API Observability

Audience

This guide is for developers and operators who want to understand what’s happening inside their APIs:

Backend developers who build APIs and need to know when things break
DevOps engineers responsible for keeping APIs healthy
SREs who need to respond to incidents and prevent future ones
Team leads who want to understand why observability matters
Anyone who has been paged at 3am and couldn’t figure out what went wrong

You should understand how REST APIs work. If not, start with How a REST API Works.

Goal

After reading this guide, you’ll understand:

Why observability is different from monitoring
The three pillars: logs, metrics, and traces
What to measure in your APIs
How to detect silent failures (200 OK that actually failed)
Key metrics that matter: p50, p95, p99, error budgets
The SRE perspective on API health

This guide builds criteria—the ability to know what to observe and why.

1. Why Observe APIs

You can’t fix what you can’t see.

The Difference Between Monitoring and Observability

Monitoring answers: “Is my system working?”

Observability answers: “Why isn’t my system working?”

graph TD
    A[System State] --> B{Monitoring}
    B -->|Green| C[Everything OK]
    B -->|Red| D[Something is wrong]
    D --> E{Observability}
    E --> F[Logs: What happened?]
    E --> G[Metrics: How bad is it?]
    E --> H[Traces: Where did it fail?]
    style C fill:#c8e6c9
    style D fill:#ffccbc

Monitoring tells you there’s a fire. Observability helps you find where it started and how to put it out.

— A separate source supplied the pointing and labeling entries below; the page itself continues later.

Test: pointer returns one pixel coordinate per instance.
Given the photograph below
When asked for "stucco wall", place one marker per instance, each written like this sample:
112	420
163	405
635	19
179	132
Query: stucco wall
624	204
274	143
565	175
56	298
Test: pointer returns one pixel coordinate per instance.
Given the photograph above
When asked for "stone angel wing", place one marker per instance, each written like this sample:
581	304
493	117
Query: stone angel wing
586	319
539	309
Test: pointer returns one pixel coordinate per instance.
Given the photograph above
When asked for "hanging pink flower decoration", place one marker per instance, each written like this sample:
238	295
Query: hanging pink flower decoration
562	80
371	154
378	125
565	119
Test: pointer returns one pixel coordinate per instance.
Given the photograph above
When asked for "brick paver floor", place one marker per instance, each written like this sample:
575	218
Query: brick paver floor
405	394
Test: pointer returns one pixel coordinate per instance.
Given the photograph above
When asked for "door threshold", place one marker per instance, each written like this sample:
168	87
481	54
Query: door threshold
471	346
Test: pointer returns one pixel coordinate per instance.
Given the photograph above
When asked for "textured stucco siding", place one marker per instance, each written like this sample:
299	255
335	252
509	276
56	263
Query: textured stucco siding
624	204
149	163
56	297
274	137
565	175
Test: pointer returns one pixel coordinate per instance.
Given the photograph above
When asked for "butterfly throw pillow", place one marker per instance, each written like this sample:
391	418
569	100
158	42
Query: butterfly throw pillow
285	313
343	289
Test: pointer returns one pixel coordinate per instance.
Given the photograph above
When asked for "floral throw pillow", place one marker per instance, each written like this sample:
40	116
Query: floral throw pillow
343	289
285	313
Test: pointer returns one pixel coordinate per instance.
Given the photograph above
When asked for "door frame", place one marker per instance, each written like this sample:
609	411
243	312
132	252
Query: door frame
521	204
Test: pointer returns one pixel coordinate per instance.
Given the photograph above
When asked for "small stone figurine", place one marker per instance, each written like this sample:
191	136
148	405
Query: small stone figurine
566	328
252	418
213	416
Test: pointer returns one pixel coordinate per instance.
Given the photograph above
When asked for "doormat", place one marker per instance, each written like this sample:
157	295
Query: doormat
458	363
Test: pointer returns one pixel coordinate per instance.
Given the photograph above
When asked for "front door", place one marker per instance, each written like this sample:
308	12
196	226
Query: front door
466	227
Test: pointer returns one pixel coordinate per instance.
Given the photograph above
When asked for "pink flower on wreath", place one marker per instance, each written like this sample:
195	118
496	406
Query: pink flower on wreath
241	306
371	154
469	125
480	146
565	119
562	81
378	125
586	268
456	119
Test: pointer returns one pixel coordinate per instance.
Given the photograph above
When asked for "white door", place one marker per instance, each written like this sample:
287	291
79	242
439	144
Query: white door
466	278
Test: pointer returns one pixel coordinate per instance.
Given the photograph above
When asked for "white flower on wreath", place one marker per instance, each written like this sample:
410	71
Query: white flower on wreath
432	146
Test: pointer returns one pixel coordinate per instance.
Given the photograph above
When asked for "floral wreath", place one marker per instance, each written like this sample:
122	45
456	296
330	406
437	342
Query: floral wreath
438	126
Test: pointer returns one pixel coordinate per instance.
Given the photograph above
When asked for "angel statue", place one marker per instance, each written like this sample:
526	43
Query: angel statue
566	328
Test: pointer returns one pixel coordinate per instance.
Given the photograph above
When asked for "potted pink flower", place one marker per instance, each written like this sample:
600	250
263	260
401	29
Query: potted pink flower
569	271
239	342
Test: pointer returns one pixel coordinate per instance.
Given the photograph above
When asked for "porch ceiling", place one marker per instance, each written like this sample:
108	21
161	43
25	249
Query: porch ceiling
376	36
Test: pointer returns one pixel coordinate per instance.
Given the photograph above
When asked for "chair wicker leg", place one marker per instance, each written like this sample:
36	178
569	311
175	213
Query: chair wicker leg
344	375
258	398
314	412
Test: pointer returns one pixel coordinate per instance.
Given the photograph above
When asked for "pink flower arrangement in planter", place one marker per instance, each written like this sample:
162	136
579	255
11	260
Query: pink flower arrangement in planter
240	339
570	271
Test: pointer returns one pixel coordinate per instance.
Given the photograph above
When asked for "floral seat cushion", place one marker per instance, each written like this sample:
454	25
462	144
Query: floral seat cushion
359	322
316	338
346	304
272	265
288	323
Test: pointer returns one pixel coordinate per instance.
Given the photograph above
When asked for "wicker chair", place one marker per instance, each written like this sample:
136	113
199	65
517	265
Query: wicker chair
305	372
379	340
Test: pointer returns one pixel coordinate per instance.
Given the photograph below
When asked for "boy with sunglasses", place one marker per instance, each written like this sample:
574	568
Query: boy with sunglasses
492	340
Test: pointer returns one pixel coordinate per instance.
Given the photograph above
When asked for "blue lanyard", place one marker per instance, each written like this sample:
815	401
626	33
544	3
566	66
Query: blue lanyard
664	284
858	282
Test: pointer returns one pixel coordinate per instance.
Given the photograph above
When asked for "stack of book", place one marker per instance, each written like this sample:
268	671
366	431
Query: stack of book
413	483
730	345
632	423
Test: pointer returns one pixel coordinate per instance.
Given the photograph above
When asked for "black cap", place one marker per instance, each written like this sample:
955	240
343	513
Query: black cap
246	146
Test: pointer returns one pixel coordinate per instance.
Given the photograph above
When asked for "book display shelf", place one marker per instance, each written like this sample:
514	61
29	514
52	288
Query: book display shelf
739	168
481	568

What You Lose Without Observability

Without proper observability, you’re flying blind:

Slow debugging: “Check the logs” becomes a multi-hour search
Missed issues: Problems that don’t trigger alerts go unnoticed
Finger-pointing: Teams blame each other because no one has the full picture
Slow recovery: Mean Time to Recovery (MTTR) increases dramatically
User trust erosion: Users discover problems before you do

The Cost of Outages

API downtime is expensive:

Impact	Consequence
Lost revenue	Every minute of downtime = lost transactions
Customer churn	Users switch to competitors
SLA violations	Financial penalties
Reputation damage	Hard to recover trust
Engineering time	Teams stop feature work to fight fires

Observability is not a luxury—it’s the cost of running production systems.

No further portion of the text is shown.